5. If you have variance, dark, or flat maps to load, do so. Otherwise, scalar values will be used as listed in the metadata.
6. Enter your double helix deteciton settings, as informed by your PSF calibration. The expected lobe separation [nm], and expected lobe sigma [nm] are starting points for each fit, and should be set using reasonable ~middle values from your PSF calibration.
7. Enter a value for the detection filter sigma as optimized above.
8. Click `Test This Frame` and see how well molecules are detected and fitted. Adjust the `Thresh` value, and any other settings as necessary.

### Z-lookup for fitted localizations

1. Open a set of localized points in `PYMEVis`.
2. In the `Corrections` menu, click `Double Helix > Map and Filter on DH parameters`.
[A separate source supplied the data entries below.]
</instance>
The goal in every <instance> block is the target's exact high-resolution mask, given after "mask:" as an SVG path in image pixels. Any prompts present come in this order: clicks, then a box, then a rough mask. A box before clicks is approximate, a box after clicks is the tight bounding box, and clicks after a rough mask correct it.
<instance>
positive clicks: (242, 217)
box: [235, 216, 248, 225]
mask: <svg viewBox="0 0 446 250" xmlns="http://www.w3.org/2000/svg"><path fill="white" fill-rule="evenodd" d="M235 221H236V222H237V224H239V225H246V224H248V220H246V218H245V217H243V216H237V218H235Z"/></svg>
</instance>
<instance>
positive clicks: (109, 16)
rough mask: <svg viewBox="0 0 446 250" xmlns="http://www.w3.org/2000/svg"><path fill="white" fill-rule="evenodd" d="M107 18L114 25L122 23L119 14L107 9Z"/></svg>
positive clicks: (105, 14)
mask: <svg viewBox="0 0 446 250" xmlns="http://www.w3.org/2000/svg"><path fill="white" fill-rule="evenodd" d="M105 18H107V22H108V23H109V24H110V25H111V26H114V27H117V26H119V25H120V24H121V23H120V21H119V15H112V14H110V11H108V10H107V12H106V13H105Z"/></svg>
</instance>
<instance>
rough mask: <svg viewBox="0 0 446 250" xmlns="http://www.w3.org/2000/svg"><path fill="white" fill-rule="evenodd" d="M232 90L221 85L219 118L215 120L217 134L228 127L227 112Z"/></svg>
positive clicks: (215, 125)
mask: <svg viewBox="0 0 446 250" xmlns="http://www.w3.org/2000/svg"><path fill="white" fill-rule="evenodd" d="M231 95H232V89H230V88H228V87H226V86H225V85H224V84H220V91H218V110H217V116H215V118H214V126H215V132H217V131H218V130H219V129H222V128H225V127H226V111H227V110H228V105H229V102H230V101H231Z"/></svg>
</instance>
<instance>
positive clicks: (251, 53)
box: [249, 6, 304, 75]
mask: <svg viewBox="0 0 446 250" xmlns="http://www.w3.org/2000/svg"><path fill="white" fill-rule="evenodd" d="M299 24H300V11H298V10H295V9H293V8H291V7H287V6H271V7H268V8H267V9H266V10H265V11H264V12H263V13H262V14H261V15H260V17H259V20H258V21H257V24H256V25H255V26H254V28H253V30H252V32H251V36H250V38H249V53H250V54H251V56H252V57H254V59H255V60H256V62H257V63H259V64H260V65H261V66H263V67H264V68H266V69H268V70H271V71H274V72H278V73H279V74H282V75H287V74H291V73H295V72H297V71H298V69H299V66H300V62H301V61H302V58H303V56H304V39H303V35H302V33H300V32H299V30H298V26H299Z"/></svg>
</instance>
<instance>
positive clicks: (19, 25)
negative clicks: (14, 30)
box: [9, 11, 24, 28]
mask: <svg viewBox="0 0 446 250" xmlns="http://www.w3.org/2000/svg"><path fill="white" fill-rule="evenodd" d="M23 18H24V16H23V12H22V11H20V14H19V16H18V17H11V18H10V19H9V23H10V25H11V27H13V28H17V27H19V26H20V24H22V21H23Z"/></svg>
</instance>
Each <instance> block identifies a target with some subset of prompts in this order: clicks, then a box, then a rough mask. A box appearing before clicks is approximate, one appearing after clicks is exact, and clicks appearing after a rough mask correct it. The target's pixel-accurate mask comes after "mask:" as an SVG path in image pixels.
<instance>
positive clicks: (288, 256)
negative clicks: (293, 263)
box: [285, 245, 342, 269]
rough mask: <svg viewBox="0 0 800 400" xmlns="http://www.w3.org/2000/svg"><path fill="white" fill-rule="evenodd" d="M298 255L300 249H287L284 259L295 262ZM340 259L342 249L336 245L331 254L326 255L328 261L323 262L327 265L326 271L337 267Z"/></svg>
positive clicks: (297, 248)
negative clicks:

3. Select the dh_json calibration from above, and if necessary, adjust the target knot spacing. A cubic spline is fitted to the calibration data and used to look-up individual localization's z position. The target knot spacing of that spline is adjustable, within some limits of the spacing of the original calibration - increase the knot spacing if the default setting is too small for your calibration data.
4. The `z` column of the output datasource will be automatically adjusted to now include the `dh_z` position (added to any `focus` information of individual localizations, potentially with a foreshortening correction). Several double-helix specific filters will be automatically added to the pipeline and may need to be adjusted for your use case.